We hardly tell each other every minute of everyday what it is exactly we are happy to accept- or not.We can't do that.
So We kinda expect others to read us if they care enough, love us enough and know us enough. Anything less and - perhaps they're just not right for us.....?
It's a bit unfair I suppose to expect something without asking for it. And then there's the question of what if both parties are dissappointing each other simultaneously. That's usually the recipe for an unpleasant argument. We all get so stuck in our own minds and beliefs and- once again- our hopes for the ideal outcome- that anything less is seen simply as another persons failure of some sort to us.
Then there's the question of settling. How does anyone really know that there isnt someone better or a better friend etc out there in such a massively populated planet. I mean- we can't possibly meet every single human and date them and select the best. We havent the time.
So we go based on what we perceive as the best. We tell ourselves that it's fate or meant to be or Gods decision for us. Really? Is it?.
I would have stayed with the same person forever if things hadn't taken a massive turn in my life. I would never have done or met anyone else that I have in the last three years of my life if I hadn't moved from my marriage.It was terrifying. But I did it.
So is it not our decision and nothing more than choice?
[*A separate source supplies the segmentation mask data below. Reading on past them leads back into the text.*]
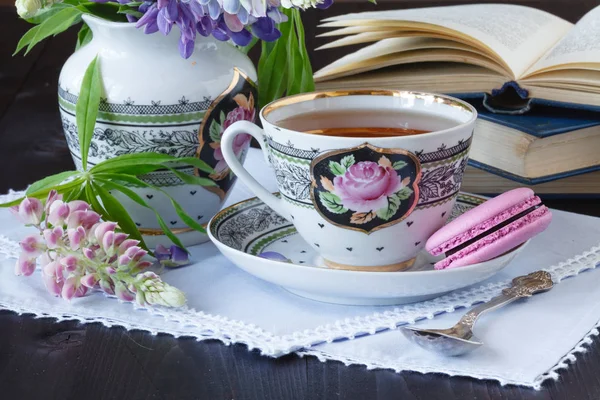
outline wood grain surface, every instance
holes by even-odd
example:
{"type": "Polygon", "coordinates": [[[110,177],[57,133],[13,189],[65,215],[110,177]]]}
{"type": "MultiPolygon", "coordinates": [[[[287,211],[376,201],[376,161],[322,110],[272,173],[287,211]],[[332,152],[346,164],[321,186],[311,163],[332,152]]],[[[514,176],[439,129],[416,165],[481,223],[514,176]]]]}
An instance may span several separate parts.
{"type": "MultiPolygon", "coordinates": [[[[0,0],[2,4],[6,0],[0,0]]],[[[468,3],[381,1],[378,9],[468,3]]],[[[598,1],[521,1],[571,21],[598,1]]],[[[10,2],[8,3],[10,4],[10,2]]],[[[339,1],[304,15],[315,68],[343,54],[313,52],[318,20],[375,9],[339,1]]],[[[73,168],[56,104],[58,74],[76,32],[52,38],[27,57],[11,57],[28,25],[14,8],[0,7],[0,192],[22,189],[45,175],[73,168]]],[[[347,50],[345,50],[347,51],[347,50]]],[[[253,54],[256,57],[256,54],[253,54]]],[[[552,207],[600,215],[596,199],[547,200],[552,207]]],[[[243,345],[153,336],[100,324],[55,322],[0,311],[0,399],[600,399],[600,345],[543,390],[440,374],[368,371],[295,355],[271,359],[243,345]]]]}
Then are we all settling when we find someone that's- conveniently perfect compared to the rest we've compared them to before? Does this explain why people fall
Out of love and find others even after marriage-? Cause were all just settling til the next best thing arrives in our lives by fate or chance?
So say it's choice then. Say you just get up one day and go in a trip around the whole world. Test your love and friendships. And if you still choose the same people after all that travelling meeting and trying- then I guess wouldn't THAT really be THE person for you.
And Until we do this- are we just accepting for ourselves something thats just-convenient? Cause we are too scared, too lazy or too complacent to get out there and move, risk it all to find out if it REALLY is fate or serendipity or just habit and convenience...
Again- the answer eludes me like so
Many questions on life and love that we all have. It's a real dilemma isn't it- so who's brave enough to go out and get the truth? I don't know if I am.